I've already met my co-workers, Roma, Natacha and Blair last weekend at a pre-premier party at Victorie's flat. All of them, Roma, Natacha, Blair and Victorie are total air-heads. Their vobabulary includes 7 words 3 of which are "Like" "God" and "Totally." They're the reincarnation of valley girls meet muggle Barbie's with a British accent. It's insanely odd. But anyway, the thing that Rita forgets for mention is that I'm also going to not only be covering hotspots but a humor column about wacky muggles. It should be very funny.
Right now though, I'm getting ready to go to a party. More specifically mine. Oh joy. Parvati and Lav are going to be here any minute. I'll write more later. I'm wearing a black Versace dress. Compliments of the club, "On." It's a black and white party. And get this. Harry's going to be there…

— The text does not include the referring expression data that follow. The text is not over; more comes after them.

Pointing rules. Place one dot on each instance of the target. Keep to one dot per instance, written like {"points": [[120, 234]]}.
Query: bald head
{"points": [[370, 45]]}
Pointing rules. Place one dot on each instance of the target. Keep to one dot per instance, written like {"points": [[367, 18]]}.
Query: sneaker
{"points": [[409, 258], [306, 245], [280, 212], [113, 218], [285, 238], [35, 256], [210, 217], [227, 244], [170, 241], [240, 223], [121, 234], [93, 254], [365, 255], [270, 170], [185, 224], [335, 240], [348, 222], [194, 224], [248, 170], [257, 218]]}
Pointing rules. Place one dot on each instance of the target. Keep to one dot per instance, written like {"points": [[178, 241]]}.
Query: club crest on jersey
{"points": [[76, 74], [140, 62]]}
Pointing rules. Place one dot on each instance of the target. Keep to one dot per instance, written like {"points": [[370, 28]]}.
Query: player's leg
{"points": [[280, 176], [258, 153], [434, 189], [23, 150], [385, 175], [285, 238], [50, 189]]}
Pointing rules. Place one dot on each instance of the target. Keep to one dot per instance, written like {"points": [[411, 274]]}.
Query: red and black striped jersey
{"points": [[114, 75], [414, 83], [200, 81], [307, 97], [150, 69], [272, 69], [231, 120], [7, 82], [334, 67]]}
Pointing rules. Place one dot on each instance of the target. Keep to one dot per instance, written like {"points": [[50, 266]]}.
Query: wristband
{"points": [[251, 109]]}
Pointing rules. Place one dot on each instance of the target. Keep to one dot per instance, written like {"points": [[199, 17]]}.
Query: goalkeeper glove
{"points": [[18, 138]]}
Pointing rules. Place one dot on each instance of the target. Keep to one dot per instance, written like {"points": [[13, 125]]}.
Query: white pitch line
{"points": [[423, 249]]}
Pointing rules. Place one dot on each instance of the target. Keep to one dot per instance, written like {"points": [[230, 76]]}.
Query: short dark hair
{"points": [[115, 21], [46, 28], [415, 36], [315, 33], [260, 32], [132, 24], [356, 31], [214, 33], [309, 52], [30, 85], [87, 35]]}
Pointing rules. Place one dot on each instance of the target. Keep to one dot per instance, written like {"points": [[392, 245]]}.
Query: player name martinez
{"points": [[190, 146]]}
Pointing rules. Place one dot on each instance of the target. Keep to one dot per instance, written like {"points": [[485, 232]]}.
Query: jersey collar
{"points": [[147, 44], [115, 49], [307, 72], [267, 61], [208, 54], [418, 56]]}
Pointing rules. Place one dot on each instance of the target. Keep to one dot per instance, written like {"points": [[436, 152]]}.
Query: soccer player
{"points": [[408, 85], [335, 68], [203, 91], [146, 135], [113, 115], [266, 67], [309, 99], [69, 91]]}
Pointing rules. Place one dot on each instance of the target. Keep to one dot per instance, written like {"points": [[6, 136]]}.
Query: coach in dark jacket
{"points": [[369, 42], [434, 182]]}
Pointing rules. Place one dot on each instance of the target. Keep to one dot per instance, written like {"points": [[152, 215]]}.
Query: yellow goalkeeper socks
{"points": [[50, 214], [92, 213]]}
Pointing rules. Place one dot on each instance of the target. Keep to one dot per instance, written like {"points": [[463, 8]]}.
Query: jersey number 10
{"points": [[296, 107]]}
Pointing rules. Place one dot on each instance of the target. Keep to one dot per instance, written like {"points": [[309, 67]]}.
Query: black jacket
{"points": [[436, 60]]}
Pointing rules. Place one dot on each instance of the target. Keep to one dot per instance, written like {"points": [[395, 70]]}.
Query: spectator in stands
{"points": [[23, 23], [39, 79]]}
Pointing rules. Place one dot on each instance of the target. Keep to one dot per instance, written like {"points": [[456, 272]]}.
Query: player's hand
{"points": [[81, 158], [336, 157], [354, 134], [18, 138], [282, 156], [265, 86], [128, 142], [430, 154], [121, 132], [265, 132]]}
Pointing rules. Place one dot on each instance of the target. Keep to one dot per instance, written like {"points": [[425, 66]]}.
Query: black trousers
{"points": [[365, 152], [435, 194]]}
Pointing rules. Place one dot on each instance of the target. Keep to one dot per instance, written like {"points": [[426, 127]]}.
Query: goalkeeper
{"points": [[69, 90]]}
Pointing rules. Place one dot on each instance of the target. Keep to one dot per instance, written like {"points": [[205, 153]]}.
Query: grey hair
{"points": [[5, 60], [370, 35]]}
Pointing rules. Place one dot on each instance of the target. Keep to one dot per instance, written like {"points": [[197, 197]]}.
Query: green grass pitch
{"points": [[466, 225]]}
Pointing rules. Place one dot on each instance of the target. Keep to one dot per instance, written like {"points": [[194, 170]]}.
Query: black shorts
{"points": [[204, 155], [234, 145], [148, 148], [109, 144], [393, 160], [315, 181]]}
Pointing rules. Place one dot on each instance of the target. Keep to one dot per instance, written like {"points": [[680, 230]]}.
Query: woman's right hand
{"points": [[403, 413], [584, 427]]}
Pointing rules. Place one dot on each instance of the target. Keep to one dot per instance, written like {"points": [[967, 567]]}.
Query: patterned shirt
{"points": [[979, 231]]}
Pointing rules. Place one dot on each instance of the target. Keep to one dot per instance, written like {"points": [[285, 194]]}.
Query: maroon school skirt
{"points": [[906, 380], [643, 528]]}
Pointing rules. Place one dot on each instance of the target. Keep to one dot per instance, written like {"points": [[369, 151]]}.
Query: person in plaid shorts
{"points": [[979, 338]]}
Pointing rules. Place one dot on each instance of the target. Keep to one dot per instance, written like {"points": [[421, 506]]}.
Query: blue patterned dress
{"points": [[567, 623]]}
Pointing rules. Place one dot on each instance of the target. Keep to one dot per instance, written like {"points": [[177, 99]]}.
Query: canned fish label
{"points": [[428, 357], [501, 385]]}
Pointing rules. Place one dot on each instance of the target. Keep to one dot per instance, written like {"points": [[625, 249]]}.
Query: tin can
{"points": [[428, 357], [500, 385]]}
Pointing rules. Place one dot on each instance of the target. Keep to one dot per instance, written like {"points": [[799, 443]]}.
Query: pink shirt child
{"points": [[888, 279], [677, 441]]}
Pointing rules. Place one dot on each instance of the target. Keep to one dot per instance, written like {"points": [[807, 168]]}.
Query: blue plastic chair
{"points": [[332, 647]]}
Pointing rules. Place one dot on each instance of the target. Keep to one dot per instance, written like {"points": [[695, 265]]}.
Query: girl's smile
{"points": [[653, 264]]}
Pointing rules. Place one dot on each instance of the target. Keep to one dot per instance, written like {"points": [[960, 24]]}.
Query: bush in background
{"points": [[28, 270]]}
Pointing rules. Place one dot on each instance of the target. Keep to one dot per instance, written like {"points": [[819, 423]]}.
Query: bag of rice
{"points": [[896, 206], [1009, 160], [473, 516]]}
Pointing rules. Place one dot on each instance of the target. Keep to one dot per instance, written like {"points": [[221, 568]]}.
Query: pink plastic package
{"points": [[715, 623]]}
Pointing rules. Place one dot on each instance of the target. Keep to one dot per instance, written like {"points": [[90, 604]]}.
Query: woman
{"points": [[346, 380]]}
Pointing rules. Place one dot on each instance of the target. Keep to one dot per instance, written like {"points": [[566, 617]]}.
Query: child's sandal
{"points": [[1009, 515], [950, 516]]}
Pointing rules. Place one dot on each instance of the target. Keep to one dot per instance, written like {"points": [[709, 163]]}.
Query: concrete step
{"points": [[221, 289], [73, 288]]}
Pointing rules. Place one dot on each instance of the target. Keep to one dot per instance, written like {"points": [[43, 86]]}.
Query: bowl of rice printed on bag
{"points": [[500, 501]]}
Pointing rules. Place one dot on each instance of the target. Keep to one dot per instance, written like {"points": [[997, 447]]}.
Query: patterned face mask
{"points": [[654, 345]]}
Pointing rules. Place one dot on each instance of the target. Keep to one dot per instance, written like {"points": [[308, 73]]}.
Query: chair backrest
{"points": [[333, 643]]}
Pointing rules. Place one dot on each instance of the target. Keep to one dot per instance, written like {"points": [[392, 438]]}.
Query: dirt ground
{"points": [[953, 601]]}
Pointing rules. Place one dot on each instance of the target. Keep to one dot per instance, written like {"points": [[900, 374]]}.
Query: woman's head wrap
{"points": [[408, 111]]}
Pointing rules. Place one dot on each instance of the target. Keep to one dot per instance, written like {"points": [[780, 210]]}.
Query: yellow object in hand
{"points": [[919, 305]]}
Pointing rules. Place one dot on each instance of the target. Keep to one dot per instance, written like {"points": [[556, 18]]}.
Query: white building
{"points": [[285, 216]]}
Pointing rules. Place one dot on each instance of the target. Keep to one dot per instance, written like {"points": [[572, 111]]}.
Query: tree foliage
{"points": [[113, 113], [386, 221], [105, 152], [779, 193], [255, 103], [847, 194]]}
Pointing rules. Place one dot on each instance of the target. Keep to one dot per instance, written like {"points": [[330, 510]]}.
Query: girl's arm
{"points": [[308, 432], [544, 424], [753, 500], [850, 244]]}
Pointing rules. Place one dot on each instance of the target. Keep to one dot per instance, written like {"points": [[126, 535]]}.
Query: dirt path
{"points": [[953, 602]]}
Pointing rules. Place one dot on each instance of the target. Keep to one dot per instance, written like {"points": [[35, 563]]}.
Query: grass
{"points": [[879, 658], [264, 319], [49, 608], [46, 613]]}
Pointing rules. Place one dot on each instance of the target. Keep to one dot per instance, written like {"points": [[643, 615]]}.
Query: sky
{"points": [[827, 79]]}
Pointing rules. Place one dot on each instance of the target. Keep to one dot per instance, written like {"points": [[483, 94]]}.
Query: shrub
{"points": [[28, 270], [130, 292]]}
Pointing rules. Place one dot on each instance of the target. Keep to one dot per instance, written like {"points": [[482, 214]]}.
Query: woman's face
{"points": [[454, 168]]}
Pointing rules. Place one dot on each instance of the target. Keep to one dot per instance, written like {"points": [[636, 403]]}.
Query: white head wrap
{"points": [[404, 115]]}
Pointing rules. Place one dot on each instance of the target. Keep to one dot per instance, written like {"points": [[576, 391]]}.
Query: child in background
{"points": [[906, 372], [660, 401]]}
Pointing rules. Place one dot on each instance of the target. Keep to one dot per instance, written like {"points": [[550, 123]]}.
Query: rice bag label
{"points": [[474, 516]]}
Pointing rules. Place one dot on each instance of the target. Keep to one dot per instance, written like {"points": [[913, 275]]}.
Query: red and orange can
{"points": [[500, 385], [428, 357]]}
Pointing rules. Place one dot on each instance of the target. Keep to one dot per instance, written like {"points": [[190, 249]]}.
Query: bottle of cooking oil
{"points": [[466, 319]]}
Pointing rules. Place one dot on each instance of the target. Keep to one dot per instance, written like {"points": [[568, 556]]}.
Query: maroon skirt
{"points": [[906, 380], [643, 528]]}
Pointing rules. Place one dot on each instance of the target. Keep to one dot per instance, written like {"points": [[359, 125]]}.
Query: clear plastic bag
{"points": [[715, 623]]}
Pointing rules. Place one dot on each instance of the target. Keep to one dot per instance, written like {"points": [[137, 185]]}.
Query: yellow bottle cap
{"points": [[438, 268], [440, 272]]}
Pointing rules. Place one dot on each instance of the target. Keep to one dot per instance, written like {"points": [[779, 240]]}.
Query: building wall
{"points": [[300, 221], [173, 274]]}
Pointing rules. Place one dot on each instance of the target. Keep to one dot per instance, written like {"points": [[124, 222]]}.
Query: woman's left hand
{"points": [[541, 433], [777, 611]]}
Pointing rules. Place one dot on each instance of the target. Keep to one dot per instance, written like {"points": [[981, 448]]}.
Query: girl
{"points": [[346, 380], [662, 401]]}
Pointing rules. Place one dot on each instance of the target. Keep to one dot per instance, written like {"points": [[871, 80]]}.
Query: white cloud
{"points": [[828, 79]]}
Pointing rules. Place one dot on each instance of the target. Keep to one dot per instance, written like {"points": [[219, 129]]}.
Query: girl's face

Top 10 bad things about being 25
1. Only 5 years till 30
2. Only 15 years till 40!
3. You have a quarter of a centaury of wrinkles built up
4. You have to start lying about your age
5. Half of your friends are married
6. the other half have kids, married or unmarried
7. You keep asking if your but looks fat but you should be asking if your boobs are saggy
8. It's not really like it is in the movies
9. You can't have sleepovers anymore
10. You can't call your significant other a boyfriend because he has more chest hair than your father.